Gereja Ikonik di Barcelona Sudah 'Legal'

Setelah 136 tahun berdiri dengan metode pembangunan ‘ilegal’, Gereja Sagrada Familia akhirnya memperoleh izin dari dewan kota dengan pembayaran sebesar 36 juta Euro (sekitar Rp623 milyar).

uang tersebut nantinya akan digunakan untuk membiayai proyek pembangunan gereja yang sudah memasuki tahap akhir konstruksi.

Sebelumnya pembangunan gereja yang mengandalkan sumbangan pribadi ini, sempat tersendat karena perang saudara di Spanyol.

Namun unsur sejarah dan budaya di geraja ini tidak pudar begitu saja. Sagrafa Familia bahkan dinobatkan sebagai Situs Warisan Budaya Dunia UNESCO pada November 2010.

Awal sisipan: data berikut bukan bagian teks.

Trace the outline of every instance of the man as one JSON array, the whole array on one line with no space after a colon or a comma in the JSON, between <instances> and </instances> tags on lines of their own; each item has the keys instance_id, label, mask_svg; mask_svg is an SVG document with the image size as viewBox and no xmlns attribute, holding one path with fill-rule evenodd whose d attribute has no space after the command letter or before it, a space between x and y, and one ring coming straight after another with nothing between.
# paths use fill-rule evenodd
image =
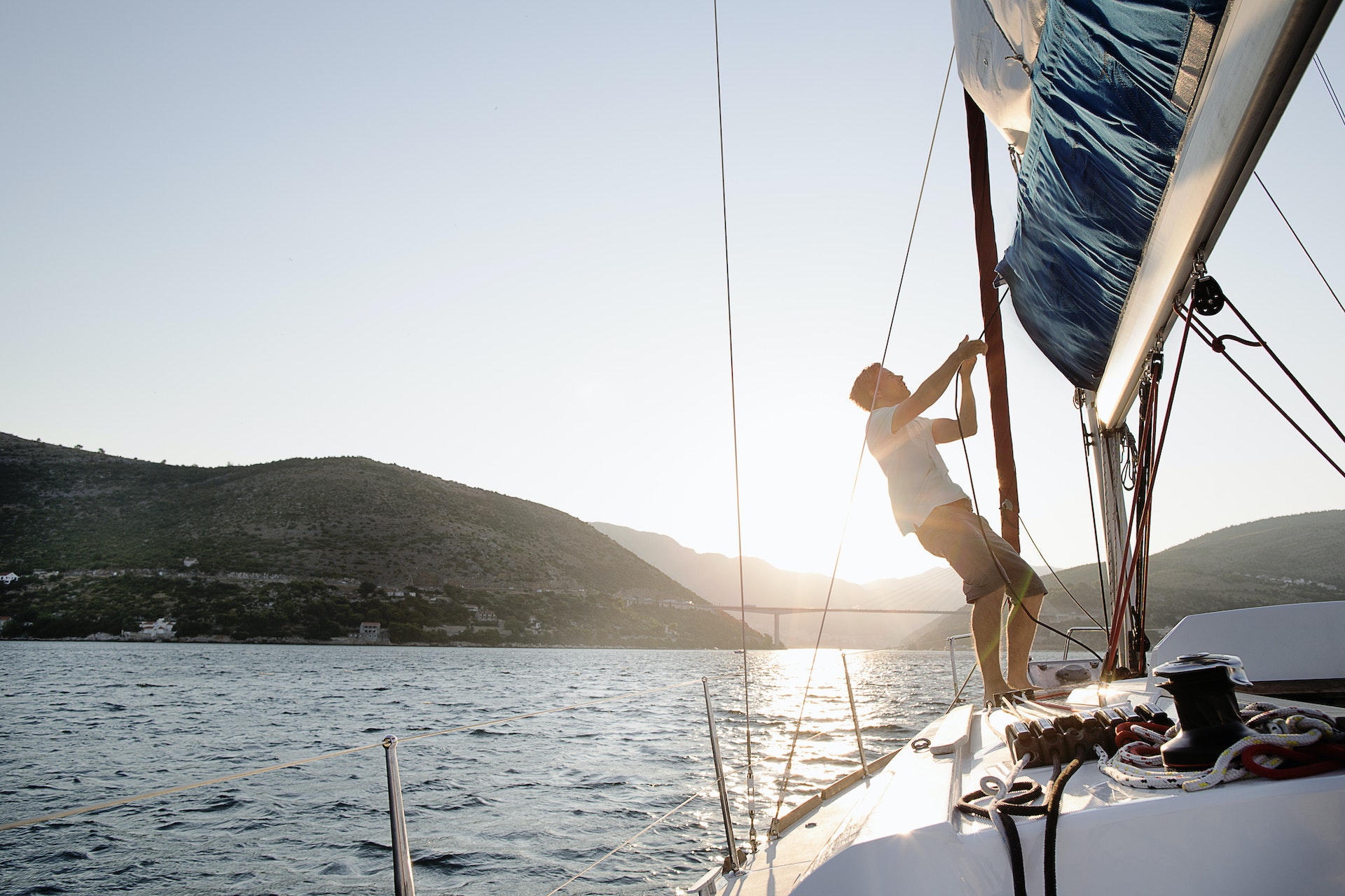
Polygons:
<instances>
[{"instance_id":1,"label":"man","mask_svg":"<svg viewBox=\"0 0 1345 896\"><path fill-rule=\"evenodd\" d=\"M986 685L985 701L991 703L995 695L1030 686L1028 653L1046 587L1018 552L976 516L935 447L976 434L971 371L976 355L985 352L981 340L963 339L958 351L915 392L902 377L870 364L855 377L850 400L870 411L869 451L888 477L892 514L901 533L915 532L925 551L944 557L962 576L962 591L971 604L971 641ZM920 416L948 390L955 375L962 377L959 419ZM1011 603L1007 680L999 672L999 607L1006 600Z\"/></svg>"}]
</instances>

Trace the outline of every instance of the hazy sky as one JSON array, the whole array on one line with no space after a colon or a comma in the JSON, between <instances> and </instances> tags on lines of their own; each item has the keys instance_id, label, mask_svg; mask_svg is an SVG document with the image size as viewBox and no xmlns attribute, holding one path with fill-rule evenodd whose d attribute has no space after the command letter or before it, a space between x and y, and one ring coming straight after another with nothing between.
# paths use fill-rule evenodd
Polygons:
<instances>
[{"instance_id":1,"label":"hazy sky","mask_svg":"<svg viewBox=\"0 0 1345 896\"><path fill-rule=\"evenodd\" d=\"M846 395L882 352L950 15L720 20L742 547L829 572L862 439ZM1319 55L1345 90L1341 26ZM911 380L981 330L952 87L892 344ZM714 90L709 0L8 0L0 430L203 466L366 455L736 553ZM1259 171L1337 292L1342 146L1309 69ZM991 176L1002 250L998 144ZM1210 270L1345 418L1345 314L1255 184ZM1053 564L1091 560L1072 388L1007 304L1006 330L1024 520ZM993 504L989 426L971 461ZM1155 545L1341 506L1194 347ZM933 564L866 459L841 575Z\"/></svg>"}]
</instances>

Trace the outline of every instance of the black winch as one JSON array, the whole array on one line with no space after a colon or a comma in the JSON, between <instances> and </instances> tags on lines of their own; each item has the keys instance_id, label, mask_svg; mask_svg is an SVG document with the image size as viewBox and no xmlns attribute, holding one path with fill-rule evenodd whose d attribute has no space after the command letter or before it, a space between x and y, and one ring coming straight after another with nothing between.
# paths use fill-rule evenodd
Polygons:
<instances>
[{"instance_id":1,"label":"black winch","mask_svg":"<svg viewBox=\"0 0 1345 896\"><path fill-rule=\"evenodd\" d=\"M1169 768L1209 768L1220 754L1256 732L1237 715L1233 685L1251 685L1243 661L1223 653L1189 653L1154 669L1177 705L1181 733L1159 752Z\"/></svg>"}]
</instances>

“Sagrada Familia merupakan ikon, bahkan monumen, paling banyak dikunjungi di Barcelona,” tulis Walikota Barcelona, Ada Colau, melalui akun Twitter.

“Setelah dua tahun perundingan, kami akhirnya mencapai persetujuan yang akan menjamin pembayaran lisensi, akses aman ke monumen dan fasilitas kehidupan lokal dengan peningkatan transportasi publik dan pembangunan di wilayah setempat.”

Sejumlah 22 juta Euro (sekitar Rp383 milyar) dari anggaran digunakan untuk meningkatkan infrastruktur transportasi wilayah setempat, 7 juta Euro (sekitar Rp122 milyar) untuk meningkatkan akses sistem metro, 4 juta Euro (sekitar Rp69 milyar) untuk perombakan jalan, dan 3 juta Euro (sekitar Rp52 milyar) untuk pemeliharan kebersihan dan keamanan.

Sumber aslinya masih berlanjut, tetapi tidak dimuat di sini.